En Suisse également les syndicats ont quelques soucis avec Nestlé. «Contrairement à d'autres entreprises de la branche, Nestlé refuse de négocier une convention collective valable pour l'ensemble des sites de production d'un pays. Ainsi, en Suisse, on doit négocier avec cinq directions différentes, de Konolfingen, à Orbe, en passant par Bâle ou Rorschach... pour arriver finalement aux mêmes conditions pour tous», constate Natalie Imboden, responsable de branche du syndicat Unia.

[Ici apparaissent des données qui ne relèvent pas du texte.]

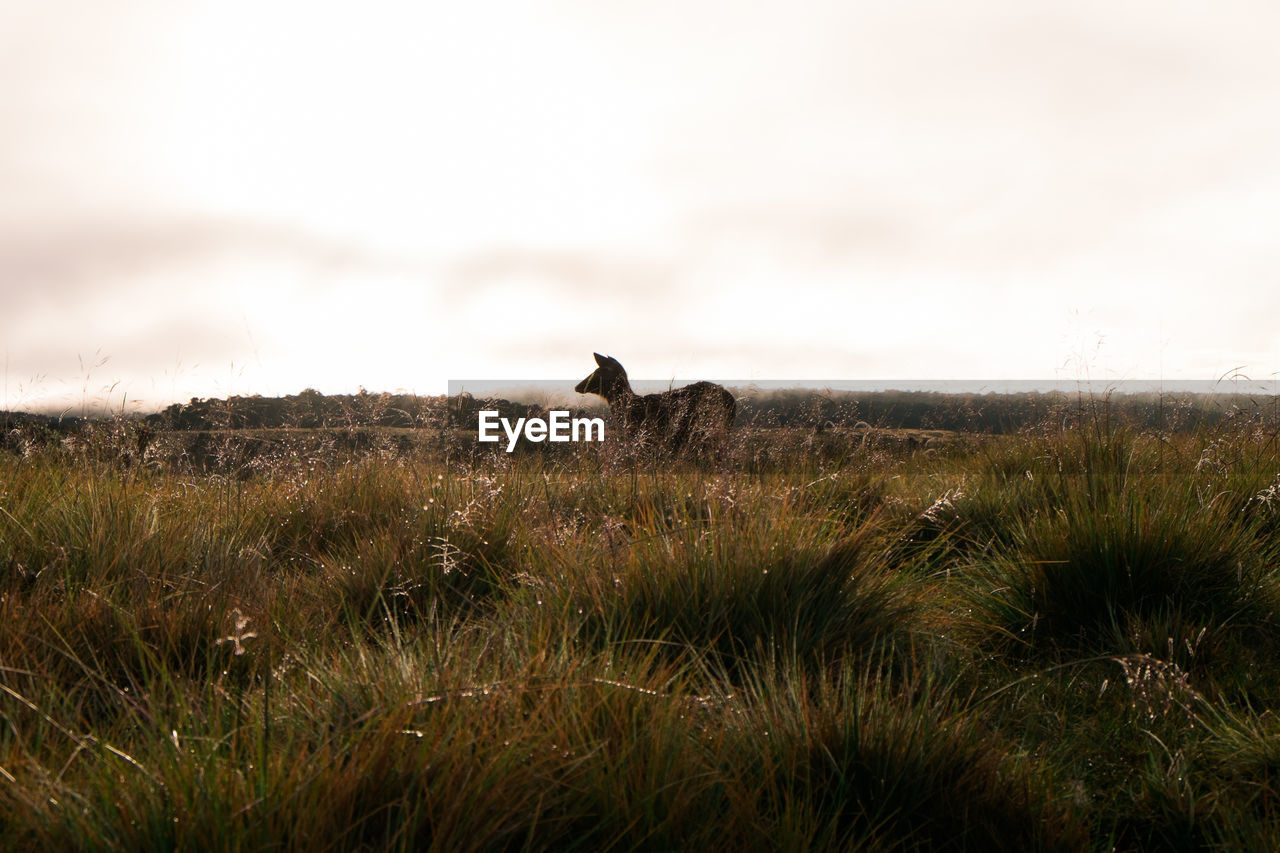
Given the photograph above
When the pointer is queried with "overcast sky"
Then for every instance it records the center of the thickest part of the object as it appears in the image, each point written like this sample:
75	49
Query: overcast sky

La structure complexe de la multinationale veveysanne, parfois décentralisée, parfois centralisée, pose également problème au syndicat Unia. «A ce jour, malgré la présence d'une usine à Orbe et d'un siège administratif en Suisse romande, les travailleurs de Nespresso se retrouvent sans convention collective», explique la syndicaliste. La filiale suisse de Nestlé se déclare incompétente car la gestion de Nespresso, avec siège mondial en Suisse, lui échappe. Le même problème pourrait se poser pour Henniez, rachetée par Nestlé dont le siège mondial des eaux minérales se situe en France. «Chaque responsable, à un moment de la négociation, rejette la responsabilité de la décision sur une autre entité administrative, locale, nationale ou internationale. Nos collègues syndicalistes russes se trouvent confrontés au même problème», déplore Natalie Imboden. Nestlé n'a pu être joint à temps pour réagir.